My mum also seems to have got her broadband working, which is great (although they haven’t yet become comfortable with the idea that you leave it attached – they still plug it in only when they want to go online and then unplug it afterwards – mind you, they do that with the answerphone too, so it’s not a surprise).
Mum seems to be doing well with her hip, and she’s doing the right amount of resting and exercise. They’re even thinking about making some of the changes to the house that will allow her to look after her hip once she’s better.
One of these is the addition of a walk in shower. Right now, the plan seems to be to build a new room for the shower by extending into the garage. It would be easier to fit it in the upstairs bathroom – but apparently this will involve re-doing some of the tiling, so it’s not a good option. Not quite sure why moving a few tiles is harder than building an entire new room – but sometimes it just is. Sometimes, the psychological challenges are harder than the physical ones.

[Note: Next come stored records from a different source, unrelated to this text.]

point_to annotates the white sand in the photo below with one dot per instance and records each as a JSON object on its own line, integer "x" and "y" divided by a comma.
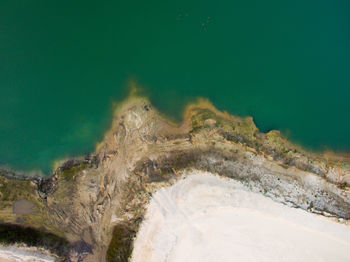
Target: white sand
{"x": 207, "y": 218}
{"x": 23, "y": 254}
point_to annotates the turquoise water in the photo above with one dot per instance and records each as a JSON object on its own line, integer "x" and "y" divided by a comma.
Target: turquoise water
{"x": 62, "y": 63}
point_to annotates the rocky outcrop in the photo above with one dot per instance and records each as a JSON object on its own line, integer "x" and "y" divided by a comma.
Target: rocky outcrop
{"x": 99, "y": 201}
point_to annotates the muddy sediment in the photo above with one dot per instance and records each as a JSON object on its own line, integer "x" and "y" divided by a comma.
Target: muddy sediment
{"x": 99, "y": 201}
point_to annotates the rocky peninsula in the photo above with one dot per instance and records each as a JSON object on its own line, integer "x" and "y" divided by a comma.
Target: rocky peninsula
{"x": 91, "y": 208}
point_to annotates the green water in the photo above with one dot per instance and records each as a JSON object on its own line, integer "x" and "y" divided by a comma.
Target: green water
{"x": 62, "y": 63}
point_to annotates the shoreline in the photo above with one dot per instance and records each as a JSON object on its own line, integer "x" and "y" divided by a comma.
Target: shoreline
{"x": 90, "y": 201}
{"x": 198, "y": 102}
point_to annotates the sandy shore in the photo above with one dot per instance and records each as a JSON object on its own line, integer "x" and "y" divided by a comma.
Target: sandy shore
{"x": 23, "y": 254}
{"x": 208, "y": 218}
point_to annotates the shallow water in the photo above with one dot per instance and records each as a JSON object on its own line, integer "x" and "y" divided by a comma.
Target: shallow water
{"x": 62, "y": 64}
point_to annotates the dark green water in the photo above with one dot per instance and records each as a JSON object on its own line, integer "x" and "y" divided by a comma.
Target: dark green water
{"x": 62, "y": 63}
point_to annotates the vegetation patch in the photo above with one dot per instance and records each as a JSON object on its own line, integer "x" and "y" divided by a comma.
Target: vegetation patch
{"x": 13, "y": 234}
{"x": 121, "y": 245}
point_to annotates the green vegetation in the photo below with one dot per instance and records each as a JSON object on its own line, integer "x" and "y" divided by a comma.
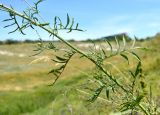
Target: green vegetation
{"x": 24, "y": 87}
{"x": 117, "y": 77}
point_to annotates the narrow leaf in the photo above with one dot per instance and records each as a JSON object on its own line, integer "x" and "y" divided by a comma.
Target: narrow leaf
{"x": 125, "y": 57}
{"x": 68, "y": 21}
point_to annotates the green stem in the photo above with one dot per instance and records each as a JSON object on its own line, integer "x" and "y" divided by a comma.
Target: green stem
{"x": 143, "y": 109}
{"x": 7, "y": 9}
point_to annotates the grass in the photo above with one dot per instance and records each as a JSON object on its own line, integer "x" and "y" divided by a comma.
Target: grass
{"x": 24, "y": 90}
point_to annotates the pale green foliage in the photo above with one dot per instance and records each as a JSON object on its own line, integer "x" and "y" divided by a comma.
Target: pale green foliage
{"x": 125, "y": 88}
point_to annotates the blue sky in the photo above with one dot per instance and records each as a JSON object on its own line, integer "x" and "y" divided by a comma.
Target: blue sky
{"x": 99, "y": 17}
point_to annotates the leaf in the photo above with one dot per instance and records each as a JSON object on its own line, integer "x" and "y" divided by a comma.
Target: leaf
{"x": 44, "y": 24}
{"x": 136, "y": 56}
{"x": 68, "y": 21}
{"x": 70, "y": 29}
{"x": 10, "y": 25}
{"x": 60, "y": 58}
{"x": 96, "y": 94}
{"x": 125, "y": 57}
{"x": 7, "y": 20}
{"x": 124, "y": 42}
{"x": 109, "y": 45}
{"x": 76, "y": 26}
{"x": 138, "y": 69}
{"x": 58, "y": 61}
{"x": 13, "y": 31}
{"x": 118, "y": 45}
{"x": 132, "y": 73}
{"x": 107, "y": 93}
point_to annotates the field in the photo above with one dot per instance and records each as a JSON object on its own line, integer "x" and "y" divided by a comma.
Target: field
{"x": 24, "y": 81}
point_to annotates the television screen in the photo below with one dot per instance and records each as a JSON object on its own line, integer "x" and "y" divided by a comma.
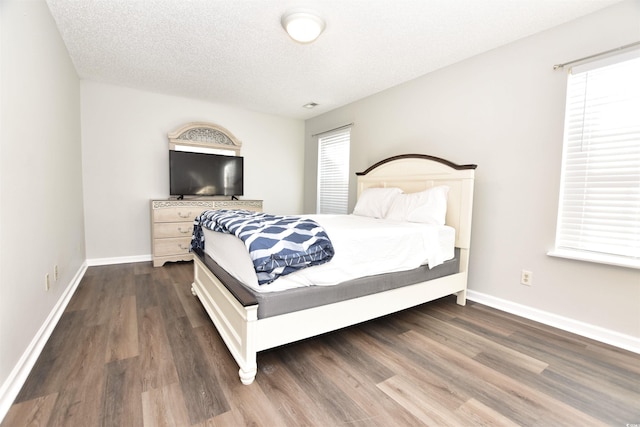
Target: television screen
{"x": 200, "y": 174}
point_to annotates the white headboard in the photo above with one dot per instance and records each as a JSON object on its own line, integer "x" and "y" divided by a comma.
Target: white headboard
{"x": 417, "y": 172}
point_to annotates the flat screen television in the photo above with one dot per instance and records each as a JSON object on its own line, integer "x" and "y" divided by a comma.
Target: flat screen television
{"x": 202, "y": 174}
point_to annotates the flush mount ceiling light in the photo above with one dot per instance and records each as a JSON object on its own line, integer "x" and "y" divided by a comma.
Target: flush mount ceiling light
{"x": 302, "y": 25}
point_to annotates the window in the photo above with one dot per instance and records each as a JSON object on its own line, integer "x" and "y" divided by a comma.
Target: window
{"x": 599, "y": 209}
{"x": 333, "y": 172}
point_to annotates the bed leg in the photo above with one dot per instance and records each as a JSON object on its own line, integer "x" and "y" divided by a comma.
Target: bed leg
{"x": 462, "y": 297}
{"x": 247, "y": 377}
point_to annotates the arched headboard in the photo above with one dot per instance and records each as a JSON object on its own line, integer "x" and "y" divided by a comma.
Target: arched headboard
{"x": 204, "y": 135}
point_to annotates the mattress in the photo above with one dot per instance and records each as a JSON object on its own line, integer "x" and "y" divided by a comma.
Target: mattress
{"x": 363, "y": 247}
{"x": 287, "y": 301}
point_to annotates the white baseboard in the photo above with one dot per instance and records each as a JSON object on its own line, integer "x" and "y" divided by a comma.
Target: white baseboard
{"x": 597, "y": 333}
{"x": 118, "y": 260}
{"x": 16, "y": 379}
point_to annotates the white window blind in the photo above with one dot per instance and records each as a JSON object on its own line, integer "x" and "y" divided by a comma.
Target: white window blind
{"x": 599, "y": 211}
{"x": 333, "y": 172}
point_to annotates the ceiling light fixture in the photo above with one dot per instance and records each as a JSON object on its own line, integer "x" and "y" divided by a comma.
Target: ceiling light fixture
{"x": 302, "y": 25}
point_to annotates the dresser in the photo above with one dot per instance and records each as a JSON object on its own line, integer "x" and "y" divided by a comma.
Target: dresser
{"x": 172, "y": 225}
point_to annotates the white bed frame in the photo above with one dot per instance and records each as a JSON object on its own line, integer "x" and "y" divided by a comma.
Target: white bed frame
{"x": 245, "y": 335}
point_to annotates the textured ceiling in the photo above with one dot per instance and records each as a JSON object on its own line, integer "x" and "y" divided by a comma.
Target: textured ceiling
{"x": 235, "y": 51}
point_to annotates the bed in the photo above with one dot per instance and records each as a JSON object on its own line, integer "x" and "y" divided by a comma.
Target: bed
{"x": 236, "y": 310}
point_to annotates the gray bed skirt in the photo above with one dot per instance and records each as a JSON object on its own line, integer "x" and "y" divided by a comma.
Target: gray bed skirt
{"x": 276, "y": 303}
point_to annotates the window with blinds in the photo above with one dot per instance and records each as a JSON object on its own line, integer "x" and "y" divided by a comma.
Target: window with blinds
{"x": 333, "y": 172}
{"x": 599, "y": 209}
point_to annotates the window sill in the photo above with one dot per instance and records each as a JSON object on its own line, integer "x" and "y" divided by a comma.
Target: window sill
{"x": 595, "y": 257}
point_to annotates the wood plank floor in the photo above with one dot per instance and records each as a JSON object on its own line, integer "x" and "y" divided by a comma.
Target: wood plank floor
{"x": 135, "y": 348}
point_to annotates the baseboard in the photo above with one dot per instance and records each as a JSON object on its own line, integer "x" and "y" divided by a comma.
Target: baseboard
{"x": 16, "y": 379}
{"x": 597, "y": 333}
{"x": 118, "y": 260}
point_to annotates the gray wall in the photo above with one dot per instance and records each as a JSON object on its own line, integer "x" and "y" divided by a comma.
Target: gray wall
{"x": 504, "y": 111}
{"x": 41, "y": 206}
{"x": 125, "y": 153}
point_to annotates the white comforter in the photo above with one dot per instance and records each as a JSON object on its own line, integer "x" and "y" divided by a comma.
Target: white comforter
{"x": 363, "y": 247}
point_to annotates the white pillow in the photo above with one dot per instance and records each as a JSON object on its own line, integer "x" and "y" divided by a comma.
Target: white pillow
{"x": 429, "y": 206}
{"x": 375, "y": 202}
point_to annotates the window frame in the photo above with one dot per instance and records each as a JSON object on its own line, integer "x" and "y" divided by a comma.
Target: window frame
{"x": 569, "y": 250}
{"x": 341, "y": 141}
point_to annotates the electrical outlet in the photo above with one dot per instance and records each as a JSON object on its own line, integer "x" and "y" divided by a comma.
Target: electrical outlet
{"x": 526, "y": 278}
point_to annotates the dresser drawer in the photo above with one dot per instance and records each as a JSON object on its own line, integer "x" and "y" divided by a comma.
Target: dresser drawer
{"x": 172, "y": 246}
{"x": 162, "y": 230}
{"x": 177, "y": 214}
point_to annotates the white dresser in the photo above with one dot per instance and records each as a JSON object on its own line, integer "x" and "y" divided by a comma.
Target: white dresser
{"x": 172, "y": 225}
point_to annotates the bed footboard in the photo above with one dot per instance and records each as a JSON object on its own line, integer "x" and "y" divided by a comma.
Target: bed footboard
{"x": 235, "y": 323}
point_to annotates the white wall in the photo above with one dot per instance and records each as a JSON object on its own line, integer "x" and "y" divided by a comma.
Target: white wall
{"x": 504, "y": 111}
{"x": 126, "y": 162}
{"x": 41, "y": 214}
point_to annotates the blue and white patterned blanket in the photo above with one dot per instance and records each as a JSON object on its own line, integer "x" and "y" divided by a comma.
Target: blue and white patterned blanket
{"x": 278, "y": 245}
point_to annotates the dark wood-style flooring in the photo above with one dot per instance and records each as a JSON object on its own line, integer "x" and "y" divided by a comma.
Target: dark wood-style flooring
{"x": 135, "y": 348}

On a similar note, Grace and Igor are still very unhappy with their home (it sounds as though they’ve got good reason to be – the carers last week didn’t know how to operate Grace’s oxygen cylinder. Something I can’t believe they’ll get away with because when she needs it, it’s a matter of life and death!) Carol has now found them a place near Rustington, and they seem interested in taking a look.
However, that would take them further away from my parents and when it comes down to it, Grace isn’t going to want to get further away from Dad and risk seeing him less often.